Overall Responsibility for Members’ Personal Data

The GDPR requires each organisation to identify a Data Controller i.e. an individual or body which takes responsibility for determining the purpose and means of processing personal data. FoNP’s Executive Committee will act as its Data Controller.

Why Do We Store and Use Personal Data ?

FoNP will store and process personal data so that it has a record of its membership to enable administration of membership subscriptions, to support the management of work parties and events, and to have a means of communicating with members, applicants for membership, and others who wish to be informed of its activities.

Who Will Process the Data ? The Data Processors.

The following roles and officers within the FoNP constitution will have responsibility for the normal processing of members’ data under the supervision of the Executive Committee:

Treasurer, Secretary, Work Party Co-ordinator and Events Manager.

Other individuals may require ad hoc access to the data, and this would be under the strict supervision of the Executive Committee.

How is Personal Data Stored ?

The persons nominated by FoNP as Data Processors will store personal data by one or more of the following methods:

  1. Electronic files on their personal computers
  2. Retaining any necessary paper records.

Data Protection Rights of Members

Individuals have the right to be informed about the collection and use of their personal data.

Individuals have the right to access their personal data and any supplementary information. This allows them to be aware of and to verify the lawfulness of the processing.

The GDPR includes a right for individuals to have inaccurate personal data rectified, or completed if it is incomplete. An individual can make a request for rectification verbally or in writing.

The GDPR introduces a right for individuals to have personal data erased. Individuals can make a request for erasure verbally or in writing.

Consent

As FoNP has at least one of the valid bases for holding and processing personal data, it is not therefore strictly necessary to obtain explicit consent. However, in the interests of openness and to demonstrate good practice, FoNP has determined that, at the time of enrolment, members will be asked to give their consent for FoNP to hold and use their personal data. For these purposes, the following wording will be used:

Friends of Naunton Park may hold your personal data and use it as described below:

  • Details will be processed fairly and lawfully in order to satisfy the agreement entered with you on your enrolment as a member. This will help to ensure that you will receive the latest news and information about FoNP activities and events.
  • Your details will be kept safely and securely and you have the option to opt out of our communications at any time.

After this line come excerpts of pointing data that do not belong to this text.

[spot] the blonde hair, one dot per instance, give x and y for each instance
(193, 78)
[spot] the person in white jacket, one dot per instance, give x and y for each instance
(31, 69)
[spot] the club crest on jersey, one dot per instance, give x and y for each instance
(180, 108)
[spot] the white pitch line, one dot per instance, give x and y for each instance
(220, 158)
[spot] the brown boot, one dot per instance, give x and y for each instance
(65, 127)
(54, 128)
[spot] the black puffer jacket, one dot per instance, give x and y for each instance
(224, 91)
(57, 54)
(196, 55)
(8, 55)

 Is Personal Data Shared with Any Other Organisations ?

FoNP has not shared personal data with any other party and would not do so in the future, without the explicit consent of members.

FoNP’s nominated Data Processors may share personal data with other individual members of the Executive Committee for the fulfilment of their duties and with the approval of the Committee.

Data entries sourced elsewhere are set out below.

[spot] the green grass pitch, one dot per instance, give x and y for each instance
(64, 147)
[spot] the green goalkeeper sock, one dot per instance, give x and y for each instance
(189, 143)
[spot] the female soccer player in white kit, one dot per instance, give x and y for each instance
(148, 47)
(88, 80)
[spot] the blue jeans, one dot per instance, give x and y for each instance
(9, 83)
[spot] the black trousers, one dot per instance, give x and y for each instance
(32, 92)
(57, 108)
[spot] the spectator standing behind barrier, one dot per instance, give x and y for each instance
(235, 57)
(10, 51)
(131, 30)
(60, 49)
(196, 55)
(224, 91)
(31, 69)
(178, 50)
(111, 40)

How Will FoNP Communicate to Members, Applicants and Others How the Requirements of the GDPR Have Been Met ?

  • FoNP will publish a summary statement (“Privacy Notice”) on its Data Protection policy and practice on its web-site. Paper copies will be available on request for members with no internet access.
  • Members will be briefed at the time of their enrolment and renewal, about FoNP’s use of personal data.
  • FoNP will respond promptly and positively to any request for further information or guidance.

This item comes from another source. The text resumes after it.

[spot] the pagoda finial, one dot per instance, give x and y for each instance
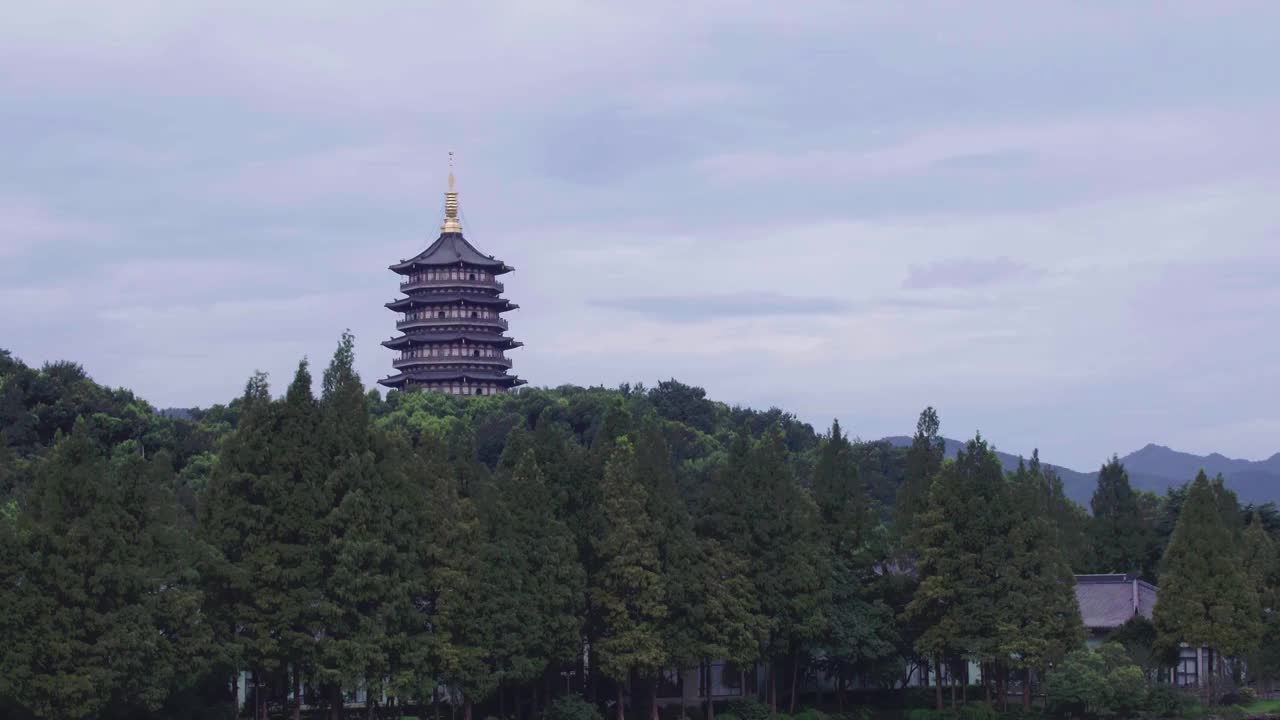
(451, 205)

How Do Individuals Raise Concerns about FoNP’s Storage and Use of Personal Data ?

  • All concerns about the storage and use of data must be directed in the first instance to the FoNP Secretary.
  • A formal response must be made by FoNP within 30 days.
  • Any individual who is not satisfied with FoNP’s response has the right to raise the concern with the Information Commissioner’s Office (tel. no. 0303 123 1113, or via live chat on-line at ico.org.uk).